Over the past year, the European Union and the International Monetary fund have pledged €640 billion in bailout funds to distressed economies on the Continent’s periphery. Yet the interest rates on benchmark bonds in Greece, Ireland and Portugal remain at or near their historic highs.
Pressed yet again by a skeptical market to take action, Europe’s leaders cobbled together a new structure over the weekend that will allow its rescue fund, the European Financial Stability Facility, to disburse its entire €440 billion, or $615 billion, allotment if needed, and to buy bonds at government auctions. They also eased the conditions on Greece’s rescue loans by reducing interest rates and extending repayment terms.
Analysts and investors greeted the effort Monday with cautious approval, as euro zone finance ministers regrouped to work out more details.
But as has often been the case with grand European rescue plans, there appears to be a catch: While the European rescue facility can now buy bonds at government auctions, it will not be able to purchase paper in the secondary market. That will heap more pressure on an ever-reluctant European Central Bank to remain in its job as peripheral Europe’s buyer of last resort.
What is more, the plan states that the fund can buy bonds only from countries that have taken bailout funds, an odd stipulation that means that the country most in need of support at the moment — Portugal — does not get any.
Consequently, pressure on Portuguese 10-year bonds eased only slightly Monday, with interest rates sticking close to the 7.4 percent level at which they have traded for the past few weeks. Greek bonds rallied on the interest rate deal, but Irish bonds made only the smallest move as they did not receive a break on their interest rate. Spanish yields fell to 5.2 percent, still close to their high of 5.4 percent.
“What we have now falls short of what is required, which is a way to bring interest rates down,” said Dirk Hoffman-Becking, a banking analyst at Sanford C. Bernstein in London.
Mr. Hoffman-Becking argued that these persistently high rates only recycled fear and uncertainty via higher funding costs for banks and, ultimately, lower economic growth. He added that unless the E.F.S.F. stepped into the secondary market to buy bonds in large quantities, rates would remain high. That is because private investors remain unwilling to buy given the risk of default and the risk that austerity programs will undermine economic recovery.
Again, the example of Portugal is relevant. Last Friday, the government in Lisbon promised more spending cuts and revenue-raising measures to make good on its promise to bring the budget deficit down to 4.6 percent of gross domestic product, from 7.4 percent this year.
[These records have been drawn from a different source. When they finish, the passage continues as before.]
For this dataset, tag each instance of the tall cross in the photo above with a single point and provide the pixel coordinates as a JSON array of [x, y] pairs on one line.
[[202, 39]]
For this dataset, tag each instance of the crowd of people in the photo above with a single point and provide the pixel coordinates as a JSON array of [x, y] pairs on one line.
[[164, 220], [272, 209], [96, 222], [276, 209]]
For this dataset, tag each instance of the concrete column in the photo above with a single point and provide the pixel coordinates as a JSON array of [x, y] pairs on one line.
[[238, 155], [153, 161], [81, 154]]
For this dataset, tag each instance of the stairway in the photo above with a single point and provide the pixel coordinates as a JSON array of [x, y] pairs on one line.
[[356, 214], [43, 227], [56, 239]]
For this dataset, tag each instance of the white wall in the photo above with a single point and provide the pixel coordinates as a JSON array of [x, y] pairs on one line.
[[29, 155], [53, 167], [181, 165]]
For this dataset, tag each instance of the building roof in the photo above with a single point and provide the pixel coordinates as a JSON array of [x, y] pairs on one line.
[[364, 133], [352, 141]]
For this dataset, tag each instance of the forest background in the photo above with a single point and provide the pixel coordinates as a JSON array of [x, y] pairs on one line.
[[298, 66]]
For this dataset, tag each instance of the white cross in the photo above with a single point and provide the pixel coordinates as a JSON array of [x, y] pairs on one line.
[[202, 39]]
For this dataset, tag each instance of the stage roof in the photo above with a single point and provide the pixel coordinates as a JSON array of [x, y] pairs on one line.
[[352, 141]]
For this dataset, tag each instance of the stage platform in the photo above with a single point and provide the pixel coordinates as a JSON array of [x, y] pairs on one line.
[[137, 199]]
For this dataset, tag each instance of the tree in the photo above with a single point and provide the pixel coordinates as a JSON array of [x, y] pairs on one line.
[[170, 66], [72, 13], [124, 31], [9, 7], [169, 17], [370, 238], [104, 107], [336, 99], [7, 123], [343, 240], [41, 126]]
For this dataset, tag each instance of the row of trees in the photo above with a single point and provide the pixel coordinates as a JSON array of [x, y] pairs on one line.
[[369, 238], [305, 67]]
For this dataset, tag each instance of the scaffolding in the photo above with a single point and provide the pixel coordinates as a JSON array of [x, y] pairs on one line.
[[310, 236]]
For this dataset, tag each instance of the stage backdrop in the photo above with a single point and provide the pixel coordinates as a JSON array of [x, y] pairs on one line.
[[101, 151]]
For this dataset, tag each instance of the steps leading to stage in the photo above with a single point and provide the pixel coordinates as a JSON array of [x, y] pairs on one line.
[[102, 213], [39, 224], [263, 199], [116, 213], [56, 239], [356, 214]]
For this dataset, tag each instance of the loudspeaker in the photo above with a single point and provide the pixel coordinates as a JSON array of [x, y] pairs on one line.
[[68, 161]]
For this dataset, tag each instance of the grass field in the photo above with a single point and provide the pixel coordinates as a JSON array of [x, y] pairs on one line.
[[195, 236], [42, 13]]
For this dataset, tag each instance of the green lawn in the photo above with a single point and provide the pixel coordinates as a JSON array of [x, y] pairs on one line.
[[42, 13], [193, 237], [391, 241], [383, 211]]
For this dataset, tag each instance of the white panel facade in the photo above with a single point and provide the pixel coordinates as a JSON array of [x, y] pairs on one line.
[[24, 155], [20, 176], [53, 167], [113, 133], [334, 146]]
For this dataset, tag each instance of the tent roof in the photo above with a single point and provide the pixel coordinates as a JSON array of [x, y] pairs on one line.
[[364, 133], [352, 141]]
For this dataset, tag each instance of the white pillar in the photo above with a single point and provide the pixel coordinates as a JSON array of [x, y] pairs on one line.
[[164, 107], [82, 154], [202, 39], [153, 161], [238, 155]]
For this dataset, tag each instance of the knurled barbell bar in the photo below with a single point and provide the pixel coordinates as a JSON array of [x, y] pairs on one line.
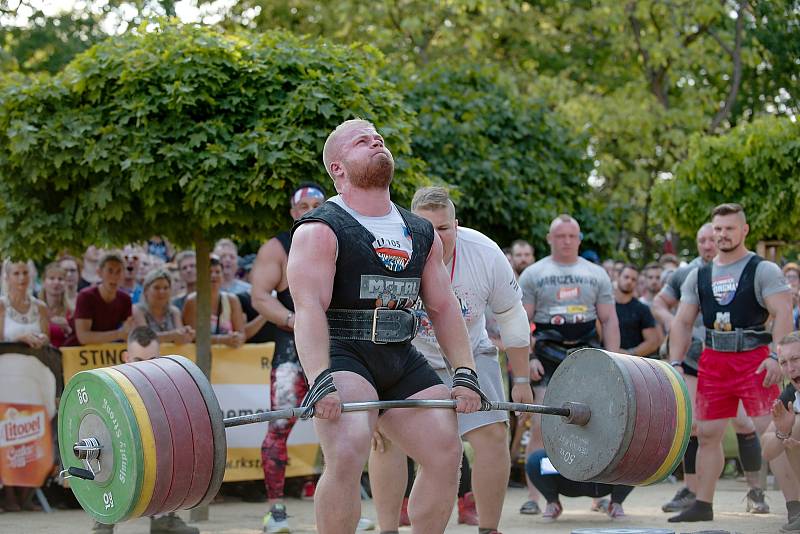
[[149, 437]]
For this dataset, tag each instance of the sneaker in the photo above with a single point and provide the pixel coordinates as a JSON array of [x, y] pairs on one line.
[[615, 511], [755, 501], [467, 513], [552, 511], [170, 524], [365, 523], [682, 500], [599, 505], [405, 521], [275, 520], [530, 508]]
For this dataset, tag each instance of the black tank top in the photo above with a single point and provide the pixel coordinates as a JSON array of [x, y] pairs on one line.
[[362, 281], [284, 297], [743, 310]]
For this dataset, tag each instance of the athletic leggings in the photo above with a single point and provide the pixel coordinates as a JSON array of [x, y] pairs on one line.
[[551, 486], [287, 388]]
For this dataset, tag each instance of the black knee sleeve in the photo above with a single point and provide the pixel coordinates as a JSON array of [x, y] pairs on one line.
[[690, 457], [749, 451], [465, 484]]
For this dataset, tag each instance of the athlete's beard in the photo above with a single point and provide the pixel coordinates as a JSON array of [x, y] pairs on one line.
[[376, 173]]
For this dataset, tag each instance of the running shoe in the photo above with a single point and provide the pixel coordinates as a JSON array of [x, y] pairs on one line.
[[599, 505], [682, 500], [615, 511], [552, 511], [530, 508], [276, 520], [756, 503]]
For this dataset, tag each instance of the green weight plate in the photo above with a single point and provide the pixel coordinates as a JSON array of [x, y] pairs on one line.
[[93, 405], [217, 426], [593, 377]]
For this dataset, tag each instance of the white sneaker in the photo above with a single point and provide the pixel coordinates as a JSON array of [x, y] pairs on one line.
[[365, 524], [275, 520]]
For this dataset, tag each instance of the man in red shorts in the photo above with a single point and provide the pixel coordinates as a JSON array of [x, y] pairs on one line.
[[735, 294]]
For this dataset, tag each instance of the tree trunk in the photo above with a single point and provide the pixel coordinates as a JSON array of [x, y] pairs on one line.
[[203, 333]]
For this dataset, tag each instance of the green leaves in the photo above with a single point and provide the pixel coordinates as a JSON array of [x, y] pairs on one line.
[[182, 128], [755, 164]]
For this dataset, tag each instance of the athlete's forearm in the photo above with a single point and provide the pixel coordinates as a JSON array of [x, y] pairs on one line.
[[518, 360], [311, 339], [611, 333], [451, 333]]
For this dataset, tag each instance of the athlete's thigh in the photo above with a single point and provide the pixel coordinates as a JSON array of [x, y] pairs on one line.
[[419, 432]]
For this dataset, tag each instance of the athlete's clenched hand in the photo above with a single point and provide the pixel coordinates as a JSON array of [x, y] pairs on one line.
[[329, 406], [467, 400]]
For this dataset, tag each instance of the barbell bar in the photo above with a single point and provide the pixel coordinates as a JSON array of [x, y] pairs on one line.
[[622, 420]]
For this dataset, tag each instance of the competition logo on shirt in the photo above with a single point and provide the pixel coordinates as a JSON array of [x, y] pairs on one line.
[[391, 253], [724, 288], [568, 293]]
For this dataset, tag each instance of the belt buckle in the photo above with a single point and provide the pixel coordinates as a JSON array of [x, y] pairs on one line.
[[375, 325]]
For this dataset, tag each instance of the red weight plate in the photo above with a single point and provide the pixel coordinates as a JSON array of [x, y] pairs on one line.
[[669, 408], [182, 445], [161, 433], [637, 447], [648, 460], [201, 429]]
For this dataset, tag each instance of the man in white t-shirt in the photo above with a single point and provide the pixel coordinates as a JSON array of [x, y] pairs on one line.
[[481, 279]]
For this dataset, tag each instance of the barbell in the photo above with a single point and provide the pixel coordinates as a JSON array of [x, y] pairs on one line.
[[148, 437]]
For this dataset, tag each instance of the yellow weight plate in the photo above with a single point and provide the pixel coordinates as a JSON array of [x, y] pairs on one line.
[[680, 429], [148, 441]]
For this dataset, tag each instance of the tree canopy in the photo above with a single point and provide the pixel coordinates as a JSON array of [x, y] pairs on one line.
[[184, 131]]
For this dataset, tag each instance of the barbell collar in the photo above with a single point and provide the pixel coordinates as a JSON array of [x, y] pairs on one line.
[[575, 413]]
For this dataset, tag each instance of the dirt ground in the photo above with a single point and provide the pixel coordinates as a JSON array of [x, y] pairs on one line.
[[643, 509]]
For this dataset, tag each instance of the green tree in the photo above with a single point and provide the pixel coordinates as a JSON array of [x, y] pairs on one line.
[[514, 162], [756, 164], [182, 131]]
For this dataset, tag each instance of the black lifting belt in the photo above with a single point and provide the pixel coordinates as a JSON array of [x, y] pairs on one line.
[[740, 340], [380, 325]]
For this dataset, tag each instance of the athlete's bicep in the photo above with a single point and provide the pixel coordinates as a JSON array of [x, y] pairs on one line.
[[311, 265], [436, 290]]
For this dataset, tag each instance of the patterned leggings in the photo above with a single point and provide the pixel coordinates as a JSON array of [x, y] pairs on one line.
[[287, 387]]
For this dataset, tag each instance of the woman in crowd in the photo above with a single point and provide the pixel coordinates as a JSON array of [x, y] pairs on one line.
[[72, 277], [23, 319], [227, 318], [156, 311], [59, 305]]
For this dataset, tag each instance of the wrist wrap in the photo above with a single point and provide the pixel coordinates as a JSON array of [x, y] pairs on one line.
[[322, 386]]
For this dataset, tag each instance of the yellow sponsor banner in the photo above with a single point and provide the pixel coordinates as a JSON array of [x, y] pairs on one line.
[[241, 382]]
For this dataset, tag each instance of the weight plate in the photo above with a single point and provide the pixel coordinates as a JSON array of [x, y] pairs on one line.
[[146, 433], [217, 425], [182, 443], [637, 452], [161, 434], [201, 429], [679, 433], [654, 457], [93, 405], [685, 407], [582, 453]]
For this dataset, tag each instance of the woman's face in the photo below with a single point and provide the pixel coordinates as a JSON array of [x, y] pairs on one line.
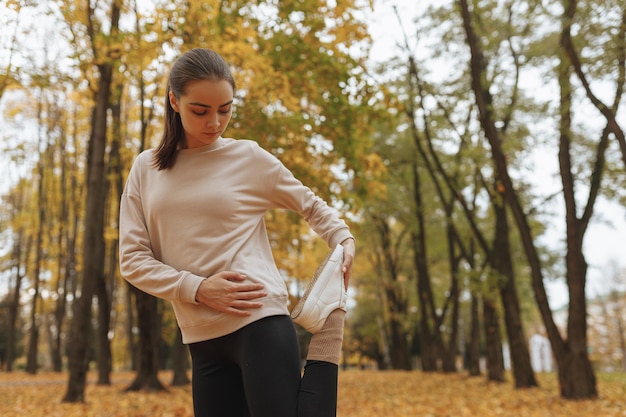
[[205, 109]]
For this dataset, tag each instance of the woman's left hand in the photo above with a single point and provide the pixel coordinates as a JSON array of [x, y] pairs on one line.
[[348, 258]]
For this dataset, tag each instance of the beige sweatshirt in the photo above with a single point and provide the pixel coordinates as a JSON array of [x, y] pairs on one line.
[[205, 215]]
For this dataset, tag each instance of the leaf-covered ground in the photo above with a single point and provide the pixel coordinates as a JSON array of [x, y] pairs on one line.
[[362, 394]]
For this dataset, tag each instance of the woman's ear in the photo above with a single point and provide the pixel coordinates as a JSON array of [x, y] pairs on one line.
[[173, 101]]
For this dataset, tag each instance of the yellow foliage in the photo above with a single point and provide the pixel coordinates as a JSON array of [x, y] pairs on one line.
[[361, 394]]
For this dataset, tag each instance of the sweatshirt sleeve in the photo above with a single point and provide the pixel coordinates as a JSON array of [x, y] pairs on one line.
[[289, 193], [138, 264]]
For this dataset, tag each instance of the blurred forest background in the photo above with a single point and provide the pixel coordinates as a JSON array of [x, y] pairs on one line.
[[471, 163]]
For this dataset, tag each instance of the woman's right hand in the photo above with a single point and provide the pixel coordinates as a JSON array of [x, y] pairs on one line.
[[227, 292]]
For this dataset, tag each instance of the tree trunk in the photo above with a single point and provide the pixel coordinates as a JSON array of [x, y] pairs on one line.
[[14, 305], [396, 302], [103, 347], [571, 356], [520, 357], [473, 356], [147, 373], [493, 341], [93, 245], [180, 361]]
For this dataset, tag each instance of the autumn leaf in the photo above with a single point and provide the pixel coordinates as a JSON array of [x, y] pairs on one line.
[[361, 394]]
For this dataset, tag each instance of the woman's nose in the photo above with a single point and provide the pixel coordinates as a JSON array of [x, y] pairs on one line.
[[213, 120]]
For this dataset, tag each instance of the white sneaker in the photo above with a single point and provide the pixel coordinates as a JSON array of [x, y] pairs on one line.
[[326, 292]]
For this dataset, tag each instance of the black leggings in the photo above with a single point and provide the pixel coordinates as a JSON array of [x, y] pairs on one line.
[[255, 372]]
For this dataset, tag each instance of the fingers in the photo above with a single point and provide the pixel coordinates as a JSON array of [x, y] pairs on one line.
[[229, 292]]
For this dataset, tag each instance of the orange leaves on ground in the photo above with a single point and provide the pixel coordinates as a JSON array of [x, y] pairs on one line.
[[408, 394], [361, 394]]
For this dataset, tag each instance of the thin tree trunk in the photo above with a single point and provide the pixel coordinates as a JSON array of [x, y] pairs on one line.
[[93, 246], [148, 366], [576, 376], [493, 340], [473, 356], [180, 361], [520, 357]]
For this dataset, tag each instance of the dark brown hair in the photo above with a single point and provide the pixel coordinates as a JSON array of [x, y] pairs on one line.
[[194, 65]]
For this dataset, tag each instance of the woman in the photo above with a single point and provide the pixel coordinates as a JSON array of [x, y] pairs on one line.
[[192, 232]]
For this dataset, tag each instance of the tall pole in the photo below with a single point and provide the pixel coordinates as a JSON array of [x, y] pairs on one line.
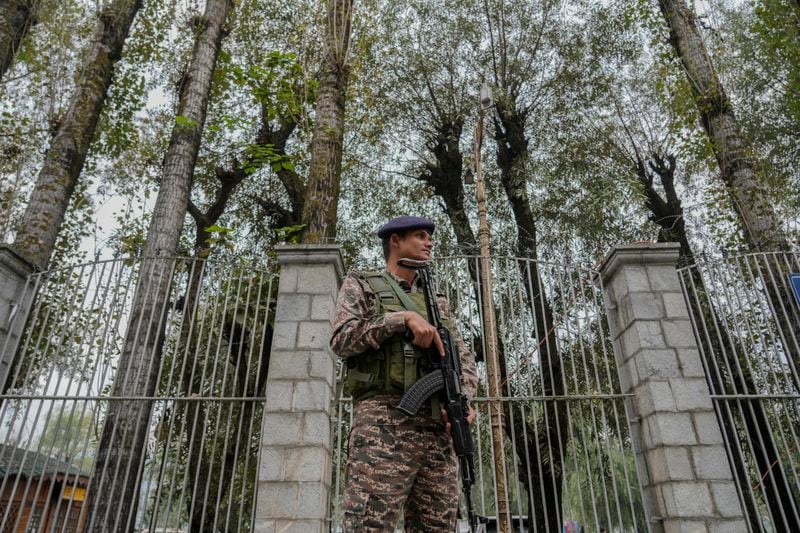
[[490, 331]]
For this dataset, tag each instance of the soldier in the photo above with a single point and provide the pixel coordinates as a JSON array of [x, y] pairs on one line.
[[397, 463]]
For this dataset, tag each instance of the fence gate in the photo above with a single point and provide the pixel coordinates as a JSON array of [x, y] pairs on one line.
[[135, 399], [746, 321], [570, 466]]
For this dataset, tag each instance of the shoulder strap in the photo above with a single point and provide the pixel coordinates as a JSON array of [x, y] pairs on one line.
[[389, 291]]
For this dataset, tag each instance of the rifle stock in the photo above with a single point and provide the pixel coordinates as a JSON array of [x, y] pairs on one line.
[[445, 380]]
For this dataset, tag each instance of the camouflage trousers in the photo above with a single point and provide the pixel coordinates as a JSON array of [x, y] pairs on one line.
[[397, 464]]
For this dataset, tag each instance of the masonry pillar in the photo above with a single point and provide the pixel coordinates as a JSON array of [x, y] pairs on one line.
[[683, 467], [294, 478], [16, 298]]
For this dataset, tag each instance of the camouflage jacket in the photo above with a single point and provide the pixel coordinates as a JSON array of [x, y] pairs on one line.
[[356, 326]]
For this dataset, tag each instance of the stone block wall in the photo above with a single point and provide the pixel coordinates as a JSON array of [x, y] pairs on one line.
[[681, 459], [294, 478]]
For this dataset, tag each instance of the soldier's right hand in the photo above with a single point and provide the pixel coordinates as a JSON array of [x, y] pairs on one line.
[[423, 333]]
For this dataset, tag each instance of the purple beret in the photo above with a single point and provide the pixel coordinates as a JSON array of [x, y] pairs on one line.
[[399, 224]]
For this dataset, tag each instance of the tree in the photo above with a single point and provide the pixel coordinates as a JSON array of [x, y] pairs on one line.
[[16, 18], [322, 190], [739, 166], [39, 226], [125, 427]]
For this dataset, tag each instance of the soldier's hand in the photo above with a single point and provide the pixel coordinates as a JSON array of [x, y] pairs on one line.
[[423, 333], [470, 418]]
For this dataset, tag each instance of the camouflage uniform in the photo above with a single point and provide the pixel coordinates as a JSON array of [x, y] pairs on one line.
[[396, 462]]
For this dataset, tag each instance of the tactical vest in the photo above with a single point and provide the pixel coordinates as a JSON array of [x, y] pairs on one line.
[[397, 364]]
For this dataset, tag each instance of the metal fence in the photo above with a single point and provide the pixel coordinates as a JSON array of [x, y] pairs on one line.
[[746, 321], [135, 398], [568, 452]]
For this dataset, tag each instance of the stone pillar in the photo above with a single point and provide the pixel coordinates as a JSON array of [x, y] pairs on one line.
[[294, 478], [16, 299], [683, 467]]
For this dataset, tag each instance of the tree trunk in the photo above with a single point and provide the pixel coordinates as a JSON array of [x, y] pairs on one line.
[[125, 429], [322, 193], [512, 150], [39, 226], [727, 371], [16, 18], [739, 167]]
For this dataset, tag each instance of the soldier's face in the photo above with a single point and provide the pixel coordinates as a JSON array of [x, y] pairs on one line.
[[415, 244]]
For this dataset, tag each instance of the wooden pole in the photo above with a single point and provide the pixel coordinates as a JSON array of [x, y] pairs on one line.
[[490, 335]]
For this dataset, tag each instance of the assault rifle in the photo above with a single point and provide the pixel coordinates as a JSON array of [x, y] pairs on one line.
[[445, 379]]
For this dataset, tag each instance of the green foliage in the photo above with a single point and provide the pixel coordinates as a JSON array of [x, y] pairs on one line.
[[290, 234]]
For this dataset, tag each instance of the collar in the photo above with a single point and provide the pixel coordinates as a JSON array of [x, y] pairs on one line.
[[402, 282]]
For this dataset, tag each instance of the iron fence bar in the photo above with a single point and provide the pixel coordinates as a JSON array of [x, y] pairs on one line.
[[725, 305], [773, 372], [773, 341], [91, 301], [30, 438], [152, 356], [785, 341], [596, 287], [775, 377], [710, 365], [219, 411], [188, 379], [74, 404], [252, 344]]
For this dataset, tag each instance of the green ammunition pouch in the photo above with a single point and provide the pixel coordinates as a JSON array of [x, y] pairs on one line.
[[397, 364]]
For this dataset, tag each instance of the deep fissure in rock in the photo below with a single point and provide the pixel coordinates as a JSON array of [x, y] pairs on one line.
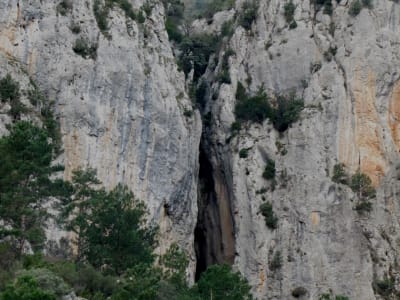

But with one of the lowest growth rates in Europe, an uncompetitive export industry and public debt at 80 percent of G.D.P., investors see little upside in buying Portuguese bonds now, even at such wide spreads to comparable German bonds.
For the most part, the E.C.B. has been unwilling to step in aggressively — it has purchased only €77 billion in peripheral-country bonds so far. On Monday, the bank reported that it had not bought any bonds last week, for the second week in a row.
Thus, the lack of a big buyer is expected to keep rates high and continue to feed market unease. And that in many ways remains the unsolved root of Europe’s sovereign debt crisis.
Euro zone governments and the I.M.F. are asking that investors take a leap of faith and accept that the bone-crunching austerity programs in Greece, Ireland and Portugal, underpinned by tax increases and sharp wage reductions, will reduce deficits and ultimately high levels of debt.
But, as a comprehensive new report on the origins of Europe’s debt crisis by the investment bank Nomura points out, what is more likely to happen is that the debt of countries like Greece and Ireland will merely increase in what economists call a snowball effect, as the interest rate on the government’s debt grows faster than their stagnating economies.
That problem will only be compounded when the European Central Bank increases interest rates, which it has warned it will do.
The result is a Catch-22 of sorts: the faster and deeper these countries cut, the slower they grow, with the perverse effect that their debt ends up increasing as opposed to decreasing.
“In the short term, this problem is inevitable — your debt will continue to increase as long as your growth rate is below the interest rate you are paying,” said Peter Westaway, European economist at Nomura in London and one of the authors of the report.
In 2013, for example, Greece’s debt will have increased to almost 160 percent of G.D.P. from 127 percent of G.D.P. And while the country was quick to hail its improved terms, the bottom line still remains that by 2014 it must begin paying interest equivalent to about 8 percent of its G.D.P. — a huge amount by any measure.
For now, Greece has time. But with growth expected to shrink again this year, by 3.4 percent, and with unemployment now at about 15 percent, how long the Greek government, or any government for that matter, can continue to expect so much public sacrifice to pay off its bankers remains to be seen.